Shortly before the ceremony, opposition leader and Miranda State Gov. Henrique Capriles told reporters in Caracas that the ceremony was "an abuse of power."
"To be president, the people have to elect you," he said. "The constitution is very clear."
Capriles said Maduro would have to first register as a candidate and then campaign. "That's what the constitution says," he said. "It's all here."
Then, addressing Maduro as if he were there, he said, "Nicolas, they didn't elect you.
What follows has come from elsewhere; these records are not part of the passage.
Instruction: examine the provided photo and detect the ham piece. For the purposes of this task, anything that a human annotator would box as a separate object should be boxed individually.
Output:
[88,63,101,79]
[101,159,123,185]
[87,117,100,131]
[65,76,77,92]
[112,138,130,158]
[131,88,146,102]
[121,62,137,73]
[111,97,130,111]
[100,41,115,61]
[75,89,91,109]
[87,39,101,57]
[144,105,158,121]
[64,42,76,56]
The people didn't vote for you, boy."
He continued, "We are not going to permit that the sorrow that the people feel be an excuse for the abuse of power, for constitutional fraud."
He called the ceremony "an illegitimate swearing-in" and blasted a high court decision declaring it legal.
"Gentlemen of the Supreme Court, you do not decide who is and who is not president," he said. "The people decide ... The vice president takes charge, but not as interim president."
Asked whether he planned to run for president, Capriles demurred. "We will talk again," he said.
The opposition was arguing that Maduro should have served both as interim president, without being sworn in, and vice president, said Jennifer McCoy, director of the Americas Program at the Carter Center and professor of political science at Georgia State University. "But now that he's named a vice president and has the presidential flag, we'll have to see what they do about participating in the election," she said.
"A constitution cannot specify every single scenario that could occur," she continued. "That's part of the problem."